Medizinischer Dienst für Senioren


Für Best Buy zahlt sich hier der Kauf von Great Call 2018 aus. Die Firma bietet Technologie wie mobile Geräte, die auch für ältere Menschen leicht zu bedienen sind, und den zugehörigen Service. Best Buy verschafft so über einer Million Senioren etwa die Möglichkeit, bei Bedarf von zu Hause aus medizi­nische Dienste zu bestellen oder Concierge-Services in Anspruch zu nehmen. In sechs Jahren soll die Anzahl der Abonnenten auf fünf Millionen steigen.

Das Potenzial ist beeindruckend. Schätzungen zufolge sind heute 50 Millionen Amerikaner älter als 65 Jahre. In 20 Jahren werden es 50 Prozent mehr sein. Der Dienst verschafft dem Händler Zugang zu einer aussichtsreichen ­Nische und mindert den Druck auf ­Margen und Umsatzwachstum.

Mit dem Fokus auf mehr Dienstleistung wuchs auch Best Buys Techniker- Mannschaft im vergangenen Quartal um 100 auf 720 Spezialisten. Sie helfen bei der Einrichtung und Bedienung von Haushaltselektronik wie TV-Geräten, Herden oder Waschmaschinen. Kunden, die in den Ballungsräumen New York, Los Angeles und Chicago bis acht Uhr abends online bestellen, werden am nächsten Tag kostenlos beliefert.

Walmart holt online auf


Wo es sich für Einzelhändler rechnet, gibt es die Zustellung am nächsten Tag längst nicht mehr nur exklusiv bei Amazon. So will der weltweit größte Supermarktkonzern Walmart bis Jahresende mit dem Übernacht-Service 75 Prozent der US-Bevölkerung erreichen. Artikel aus dem Sortiment der 220.000 am ­häufigsten bestellten Waren, darunter Unterhaltungselektronik, Spielwaren, Waschmittel und Windeln, werden am nächsten Tag geliefert. Für 98 Dollar pro Jahr liefert Walmart alles kostenlos. Amazon Prime lässt grüßen.

"Wir sparen mit dieser Strategie sogar", sagt Marc Lore, der die Onlinestrategie des Konzerns verantwortet. Dafür wurden logistisch günstig gelegene Fi­lialen mit Lagern zur Auslieferung von Onlinebestellungen erweitert. Lore kennt E-Commerce aus dem Effeff. Vor seiner Zeit bei Walmart hatte er mehrere Onlinefirmen und eine davon auch an seinen heutigen Arbeitgeber verkauft. Unter seiner Regie baut der Familienkonzern seine Onlinepräsenz auch mit Übernahmen von Technologiefirmen aus. Am Onlinegeschäft im US-Einzelhandel hält Walmart inzwischen einen Anteil von 4,6 Prozent und ist damit Nummer 3 hinter Ebay und Amazon.

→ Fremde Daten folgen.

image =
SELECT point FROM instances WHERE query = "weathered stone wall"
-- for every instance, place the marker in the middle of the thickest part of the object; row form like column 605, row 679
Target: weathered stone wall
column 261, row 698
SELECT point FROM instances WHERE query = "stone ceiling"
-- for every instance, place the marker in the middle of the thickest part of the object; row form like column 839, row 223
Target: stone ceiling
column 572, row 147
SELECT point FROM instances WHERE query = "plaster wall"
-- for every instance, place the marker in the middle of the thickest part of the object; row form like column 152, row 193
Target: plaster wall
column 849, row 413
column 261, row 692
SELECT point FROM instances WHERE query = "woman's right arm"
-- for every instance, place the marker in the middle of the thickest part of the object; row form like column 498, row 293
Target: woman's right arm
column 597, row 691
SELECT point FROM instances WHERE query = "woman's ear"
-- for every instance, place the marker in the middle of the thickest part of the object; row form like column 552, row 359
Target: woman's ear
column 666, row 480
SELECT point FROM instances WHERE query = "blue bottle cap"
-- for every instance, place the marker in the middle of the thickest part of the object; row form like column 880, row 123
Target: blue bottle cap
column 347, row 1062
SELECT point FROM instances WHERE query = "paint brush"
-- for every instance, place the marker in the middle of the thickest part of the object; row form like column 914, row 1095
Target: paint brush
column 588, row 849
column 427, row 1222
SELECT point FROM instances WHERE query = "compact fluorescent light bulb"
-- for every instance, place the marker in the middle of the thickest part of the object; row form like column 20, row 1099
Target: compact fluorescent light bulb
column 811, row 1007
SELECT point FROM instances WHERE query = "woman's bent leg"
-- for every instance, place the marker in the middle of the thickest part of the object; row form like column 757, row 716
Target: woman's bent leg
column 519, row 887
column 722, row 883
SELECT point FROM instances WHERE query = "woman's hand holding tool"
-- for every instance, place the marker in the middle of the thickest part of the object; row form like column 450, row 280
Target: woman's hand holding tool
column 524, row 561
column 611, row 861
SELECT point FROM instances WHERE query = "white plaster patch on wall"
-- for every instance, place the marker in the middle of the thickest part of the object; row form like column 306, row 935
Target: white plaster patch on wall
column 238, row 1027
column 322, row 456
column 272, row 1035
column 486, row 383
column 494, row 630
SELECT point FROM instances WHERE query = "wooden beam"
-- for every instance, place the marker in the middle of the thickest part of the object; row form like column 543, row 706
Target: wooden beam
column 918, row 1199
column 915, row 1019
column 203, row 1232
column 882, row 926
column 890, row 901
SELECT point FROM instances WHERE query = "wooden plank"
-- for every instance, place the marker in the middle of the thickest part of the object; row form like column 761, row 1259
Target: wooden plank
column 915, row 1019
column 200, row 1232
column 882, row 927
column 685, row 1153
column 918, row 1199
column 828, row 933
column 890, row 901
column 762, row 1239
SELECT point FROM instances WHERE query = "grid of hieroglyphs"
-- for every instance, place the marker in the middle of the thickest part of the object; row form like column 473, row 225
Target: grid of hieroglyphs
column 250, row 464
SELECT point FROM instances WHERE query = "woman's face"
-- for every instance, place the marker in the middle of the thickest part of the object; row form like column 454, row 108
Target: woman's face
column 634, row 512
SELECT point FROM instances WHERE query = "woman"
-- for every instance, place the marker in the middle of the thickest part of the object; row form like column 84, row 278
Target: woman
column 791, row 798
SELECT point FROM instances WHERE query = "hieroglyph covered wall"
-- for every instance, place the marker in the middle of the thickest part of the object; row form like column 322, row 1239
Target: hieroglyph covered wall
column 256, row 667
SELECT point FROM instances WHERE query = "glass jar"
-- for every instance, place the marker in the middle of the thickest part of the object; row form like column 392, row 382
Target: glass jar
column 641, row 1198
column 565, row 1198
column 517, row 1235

Der große Star des Einzelhandels im laufenden Jahr aber ist Lululemon Athletica. Der Börsenwert des auf Sportbekleidung fokussierten Händlers hat seit Jahresbeginn um mehr als 80 Prozent zugelegt. Vor 21 Jahren gingen die Kanadier in Vancouver mit preislich gehobener Yoga-Bekleidung an den Start. Seither wurde das auf weibliche Kundschaft ausgerichtete Sortiment Schritt für Schritt erweitert.

Damit sicherte sich Lululemon eine angesagte Nische: sportlich lässige Mode, kurz Athleisure. Mit weltweit sieben Millionen Kunden, die online und in den 460 Filialen einkaufen, sind die Kanadier stark positioniert. Bei Kosmetik kooperieren die Aufsteiger aus Kanada mit Sephora, einer Tochter des ­Luxusriesen LVMH. Sephora nutzt die Allianz: Cliniqe und Tarte Cosmetics, Konkurrentinnen der LVMH-Tochter, sind mit eigenen Auftritten im Athlei­sure-Segment gescheitert.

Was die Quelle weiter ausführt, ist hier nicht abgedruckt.